劇的舞踊「カルメン」noism1,2合同公演 2016年2月20日(土)神奈川芸術劇場

ちょっと関心があって遠路はるばる見に行ってきたのがこれ。田舎もんには”休日おでかけパス”というJRの秘密兵器があるので、週末公演は助かります。

うかつにも演劇だとおもって見に行ったら実は舞踊で(よく考えたらそう書いてあるじゃない)、それがわかったのがこの舞台の進行役の学者役の男性以外にセリフが無いのだと理解した中盤以降と言うのはちょっと情けない話・・。舞台作品としてはオペラが有名なこの作品を身体表現として見るとどう映るのかが個人的には興味ポイント。

取りあえず客席に入ると既に学者風の演者が舞台脇の机の前に座っており、なにやら書き物をしている。開演時間になるとかかっていた蓄音機の音が大きくなってゆき、それを替えに来たお婆さんがかけたレコードがカルメン。で、その二人の掛け合いのダンスが不意に始まり実際の舞台が始まる奇抜な開幕。ストーリーはこの学者がホセから聞いた話を書き記す内容が舞台上に展開されてゆくという体で行われてゆく。音楽はビゼーのカルメンを声楽抜きの管弦楽編曲にしたもの(誰の編曲を使っているかはクレジット無し)が使われていた。舞台の印象としては、音楽とのシンクロをとても意識した振り付けで、ダンサーの動きを音楽の大きな転換部分に上手く会わせていたり、パーカッションのコミカルなサウンド(これは原作には無いイメージだと思うけど)に上手に振りを当てていたり、唯一、ダンサーが発する笑い声もスイッチを切るかのごとくカットオフしている部分があったりとか、効果的な演出が色々あって面白かった。あと、縁者が手でセットを押して舞台転換迄やるというのは、オペラじゃ見ないよなあとか、話に直接関係のない出演者(クマとか・・どうしてあれは休憩時間にも舞台につながれていたんだろう?)が出てきたり、話の進行に関係ないダンスがあったりとか(まぁ、これはオペラだって関係ないバレエが出てきたりするばあいもある訳ですが)、舞台を膨らませる為のノイズがとても上手に使われていたという事も言えるのかもしれない。

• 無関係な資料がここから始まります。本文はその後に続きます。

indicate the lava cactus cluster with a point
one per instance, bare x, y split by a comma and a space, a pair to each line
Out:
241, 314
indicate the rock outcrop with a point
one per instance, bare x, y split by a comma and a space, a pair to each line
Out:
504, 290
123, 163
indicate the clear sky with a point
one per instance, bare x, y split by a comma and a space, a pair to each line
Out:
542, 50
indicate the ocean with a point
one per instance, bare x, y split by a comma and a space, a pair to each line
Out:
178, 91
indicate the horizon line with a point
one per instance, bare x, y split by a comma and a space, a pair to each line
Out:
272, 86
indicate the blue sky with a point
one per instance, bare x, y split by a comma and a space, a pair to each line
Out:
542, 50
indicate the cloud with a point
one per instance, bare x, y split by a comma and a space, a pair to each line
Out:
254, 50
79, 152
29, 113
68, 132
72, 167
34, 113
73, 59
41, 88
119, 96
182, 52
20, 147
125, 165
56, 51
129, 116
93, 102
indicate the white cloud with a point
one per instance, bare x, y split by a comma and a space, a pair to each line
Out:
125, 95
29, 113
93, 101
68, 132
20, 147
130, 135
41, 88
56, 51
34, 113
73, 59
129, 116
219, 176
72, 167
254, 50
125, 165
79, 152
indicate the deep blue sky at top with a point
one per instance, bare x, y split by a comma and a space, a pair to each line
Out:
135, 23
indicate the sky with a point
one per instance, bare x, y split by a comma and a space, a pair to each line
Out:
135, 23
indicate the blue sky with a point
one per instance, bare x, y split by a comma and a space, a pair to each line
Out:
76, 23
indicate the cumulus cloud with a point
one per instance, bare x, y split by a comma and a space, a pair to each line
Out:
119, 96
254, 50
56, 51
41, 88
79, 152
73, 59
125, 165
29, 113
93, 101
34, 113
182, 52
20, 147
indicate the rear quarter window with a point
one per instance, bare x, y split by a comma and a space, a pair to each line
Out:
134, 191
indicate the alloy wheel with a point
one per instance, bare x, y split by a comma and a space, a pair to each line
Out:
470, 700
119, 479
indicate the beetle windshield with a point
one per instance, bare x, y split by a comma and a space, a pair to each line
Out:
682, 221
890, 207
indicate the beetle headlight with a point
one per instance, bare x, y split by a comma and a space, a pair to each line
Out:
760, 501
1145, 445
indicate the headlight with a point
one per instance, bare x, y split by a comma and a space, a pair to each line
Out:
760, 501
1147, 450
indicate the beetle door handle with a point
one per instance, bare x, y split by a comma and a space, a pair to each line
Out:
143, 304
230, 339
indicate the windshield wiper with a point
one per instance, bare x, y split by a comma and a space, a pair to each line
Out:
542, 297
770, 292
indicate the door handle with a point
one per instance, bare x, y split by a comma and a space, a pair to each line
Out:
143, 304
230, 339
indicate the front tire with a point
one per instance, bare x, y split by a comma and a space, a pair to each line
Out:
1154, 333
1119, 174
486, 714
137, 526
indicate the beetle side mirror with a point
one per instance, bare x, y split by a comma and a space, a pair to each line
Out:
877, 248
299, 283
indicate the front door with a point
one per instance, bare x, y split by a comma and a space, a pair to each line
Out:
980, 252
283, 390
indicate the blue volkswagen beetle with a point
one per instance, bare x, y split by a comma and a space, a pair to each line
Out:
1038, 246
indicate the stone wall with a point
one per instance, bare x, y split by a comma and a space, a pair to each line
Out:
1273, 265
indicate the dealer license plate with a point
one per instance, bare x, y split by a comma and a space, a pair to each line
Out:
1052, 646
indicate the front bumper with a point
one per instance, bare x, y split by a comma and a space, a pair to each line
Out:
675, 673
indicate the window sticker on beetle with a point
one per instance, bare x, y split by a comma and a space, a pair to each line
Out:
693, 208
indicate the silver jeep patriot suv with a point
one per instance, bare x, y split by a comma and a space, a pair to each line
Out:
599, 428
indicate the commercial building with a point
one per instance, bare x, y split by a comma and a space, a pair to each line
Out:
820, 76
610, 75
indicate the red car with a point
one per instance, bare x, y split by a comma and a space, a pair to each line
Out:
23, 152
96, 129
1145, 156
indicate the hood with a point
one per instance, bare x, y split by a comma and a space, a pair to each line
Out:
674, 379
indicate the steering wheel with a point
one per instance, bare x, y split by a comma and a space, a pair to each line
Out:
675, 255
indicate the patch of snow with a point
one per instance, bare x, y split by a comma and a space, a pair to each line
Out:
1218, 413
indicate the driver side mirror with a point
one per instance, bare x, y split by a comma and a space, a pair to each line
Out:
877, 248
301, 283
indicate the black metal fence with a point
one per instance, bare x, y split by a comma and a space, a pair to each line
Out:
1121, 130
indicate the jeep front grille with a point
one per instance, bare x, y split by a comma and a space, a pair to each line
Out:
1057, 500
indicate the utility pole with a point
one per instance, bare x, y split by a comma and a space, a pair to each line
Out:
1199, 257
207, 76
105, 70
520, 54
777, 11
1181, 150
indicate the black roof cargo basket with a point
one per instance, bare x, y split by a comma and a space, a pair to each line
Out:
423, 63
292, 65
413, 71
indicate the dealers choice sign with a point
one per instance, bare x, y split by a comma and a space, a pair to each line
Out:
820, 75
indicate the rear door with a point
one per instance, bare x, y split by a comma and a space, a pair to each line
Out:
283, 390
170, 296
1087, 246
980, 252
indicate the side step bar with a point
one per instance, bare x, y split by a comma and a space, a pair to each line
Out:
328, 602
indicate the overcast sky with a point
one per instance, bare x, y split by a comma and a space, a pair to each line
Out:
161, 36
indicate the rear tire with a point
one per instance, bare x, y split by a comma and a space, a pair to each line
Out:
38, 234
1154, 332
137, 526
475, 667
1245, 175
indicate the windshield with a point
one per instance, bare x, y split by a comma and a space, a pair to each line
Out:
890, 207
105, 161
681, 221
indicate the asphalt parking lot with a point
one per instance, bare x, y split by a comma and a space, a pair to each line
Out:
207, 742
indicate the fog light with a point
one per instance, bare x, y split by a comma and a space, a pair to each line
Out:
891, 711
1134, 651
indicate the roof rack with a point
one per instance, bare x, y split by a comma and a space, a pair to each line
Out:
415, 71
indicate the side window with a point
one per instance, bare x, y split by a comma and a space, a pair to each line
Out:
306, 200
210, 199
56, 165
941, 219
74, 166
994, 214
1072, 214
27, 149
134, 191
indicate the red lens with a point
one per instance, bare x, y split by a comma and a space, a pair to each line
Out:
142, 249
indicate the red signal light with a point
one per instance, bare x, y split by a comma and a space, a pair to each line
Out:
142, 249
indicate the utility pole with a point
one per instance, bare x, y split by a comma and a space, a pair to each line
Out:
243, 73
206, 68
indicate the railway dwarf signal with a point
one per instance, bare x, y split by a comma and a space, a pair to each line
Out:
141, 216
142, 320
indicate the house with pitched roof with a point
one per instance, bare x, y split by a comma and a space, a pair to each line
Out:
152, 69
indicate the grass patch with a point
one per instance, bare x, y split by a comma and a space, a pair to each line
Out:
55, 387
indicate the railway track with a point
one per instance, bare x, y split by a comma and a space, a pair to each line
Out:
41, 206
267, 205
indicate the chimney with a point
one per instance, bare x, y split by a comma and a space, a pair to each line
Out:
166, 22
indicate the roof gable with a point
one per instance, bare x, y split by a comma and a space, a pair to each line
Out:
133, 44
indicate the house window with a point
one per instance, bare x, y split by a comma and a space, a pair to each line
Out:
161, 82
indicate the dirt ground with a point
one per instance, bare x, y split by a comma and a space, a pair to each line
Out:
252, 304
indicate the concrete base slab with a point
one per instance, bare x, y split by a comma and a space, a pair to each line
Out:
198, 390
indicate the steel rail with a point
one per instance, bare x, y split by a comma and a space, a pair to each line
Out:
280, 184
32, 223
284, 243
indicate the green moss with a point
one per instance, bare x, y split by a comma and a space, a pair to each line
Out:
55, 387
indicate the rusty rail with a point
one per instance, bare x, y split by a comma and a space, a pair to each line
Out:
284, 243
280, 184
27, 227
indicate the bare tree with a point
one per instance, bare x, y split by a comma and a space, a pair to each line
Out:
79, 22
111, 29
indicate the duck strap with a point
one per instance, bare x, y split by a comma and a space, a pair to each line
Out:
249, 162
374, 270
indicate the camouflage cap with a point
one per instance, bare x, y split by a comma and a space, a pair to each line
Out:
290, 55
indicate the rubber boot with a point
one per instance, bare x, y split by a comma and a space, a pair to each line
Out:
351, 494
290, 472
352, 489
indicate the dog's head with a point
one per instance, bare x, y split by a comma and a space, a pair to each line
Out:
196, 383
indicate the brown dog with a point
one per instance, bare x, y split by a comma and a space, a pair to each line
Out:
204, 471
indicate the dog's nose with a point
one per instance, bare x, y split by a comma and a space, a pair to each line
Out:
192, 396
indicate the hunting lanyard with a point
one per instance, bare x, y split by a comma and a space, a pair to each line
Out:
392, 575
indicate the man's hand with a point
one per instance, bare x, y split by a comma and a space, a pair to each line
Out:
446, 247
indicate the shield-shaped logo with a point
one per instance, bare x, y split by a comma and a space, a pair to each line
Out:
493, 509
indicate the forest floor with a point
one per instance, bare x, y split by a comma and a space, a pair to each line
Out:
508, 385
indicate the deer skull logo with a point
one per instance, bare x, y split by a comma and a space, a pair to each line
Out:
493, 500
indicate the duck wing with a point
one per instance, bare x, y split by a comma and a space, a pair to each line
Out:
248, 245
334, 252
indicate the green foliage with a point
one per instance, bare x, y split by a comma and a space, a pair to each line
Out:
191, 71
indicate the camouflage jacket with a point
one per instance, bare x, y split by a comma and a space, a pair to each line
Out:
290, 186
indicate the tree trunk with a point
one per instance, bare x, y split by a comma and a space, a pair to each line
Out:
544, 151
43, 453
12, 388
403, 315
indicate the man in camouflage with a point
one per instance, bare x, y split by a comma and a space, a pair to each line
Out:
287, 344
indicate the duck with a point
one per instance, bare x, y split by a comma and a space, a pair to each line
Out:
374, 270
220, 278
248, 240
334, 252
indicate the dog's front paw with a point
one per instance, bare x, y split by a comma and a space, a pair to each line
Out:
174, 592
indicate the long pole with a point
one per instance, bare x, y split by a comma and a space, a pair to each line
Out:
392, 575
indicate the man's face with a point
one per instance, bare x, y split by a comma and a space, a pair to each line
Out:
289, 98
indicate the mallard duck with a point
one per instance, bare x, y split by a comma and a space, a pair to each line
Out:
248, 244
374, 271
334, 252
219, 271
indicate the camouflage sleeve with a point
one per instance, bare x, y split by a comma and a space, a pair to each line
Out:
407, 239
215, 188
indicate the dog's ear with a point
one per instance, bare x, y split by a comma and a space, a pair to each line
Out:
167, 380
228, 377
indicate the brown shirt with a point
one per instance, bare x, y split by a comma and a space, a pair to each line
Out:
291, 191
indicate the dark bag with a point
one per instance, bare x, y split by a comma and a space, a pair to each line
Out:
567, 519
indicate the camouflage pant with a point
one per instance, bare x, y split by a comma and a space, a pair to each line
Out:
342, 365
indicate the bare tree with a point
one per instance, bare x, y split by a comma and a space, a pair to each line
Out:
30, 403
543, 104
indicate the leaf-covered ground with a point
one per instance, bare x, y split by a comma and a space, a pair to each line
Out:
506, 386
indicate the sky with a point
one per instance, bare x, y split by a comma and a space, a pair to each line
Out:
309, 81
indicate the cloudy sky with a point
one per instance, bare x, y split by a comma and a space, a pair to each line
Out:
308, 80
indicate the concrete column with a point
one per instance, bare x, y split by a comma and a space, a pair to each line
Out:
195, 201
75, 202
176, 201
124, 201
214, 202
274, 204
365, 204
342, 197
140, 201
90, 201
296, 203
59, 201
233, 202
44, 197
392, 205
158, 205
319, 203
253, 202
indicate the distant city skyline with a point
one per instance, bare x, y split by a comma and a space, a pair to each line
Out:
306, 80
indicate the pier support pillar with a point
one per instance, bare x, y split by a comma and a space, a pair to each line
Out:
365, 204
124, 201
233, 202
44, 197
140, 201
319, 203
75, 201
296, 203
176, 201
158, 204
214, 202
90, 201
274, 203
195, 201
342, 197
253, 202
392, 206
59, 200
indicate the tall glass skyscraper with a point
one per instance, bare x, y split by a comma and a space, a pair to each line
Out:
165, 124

こういう舞台って、いいよなと思ったのは実はオペラとかの場合はヨーロッパで行われている舞台が、ある種オリジナル的な物として、規範的に作用すると言う側面があって、日本でオペラを行うに際しても常に本場の物を意識しながらつくらなければいけないというところがあるのだと思うのですが、この舞台は多分そんな事は考えていないだろうというところ。要するに、とても自由。今回のカルメンは、野生的を超え野獣的なカルメンという設定と、原作の小説に立ち返って物語を再構成してゆくというきわて意欲的な舞台。カルメンのミカエラに対する微妙な対応とか、カルメンやミカエラの情緒、情動表現はやはり日本人的な何物かを感じさせる演技だったけれど、それはスペインという舞台設定にとくに違和感を感じさせないのは、この舞台がある意味とても創造的な舞台だったからなのだろうか。

小説とオペラと舞踊の意味って何かとか、伝統とか創造って何かとか色々考えさせられる舞台だったけど、雨の降る中、横浜まで見に行って良かったと思える公演でもあった。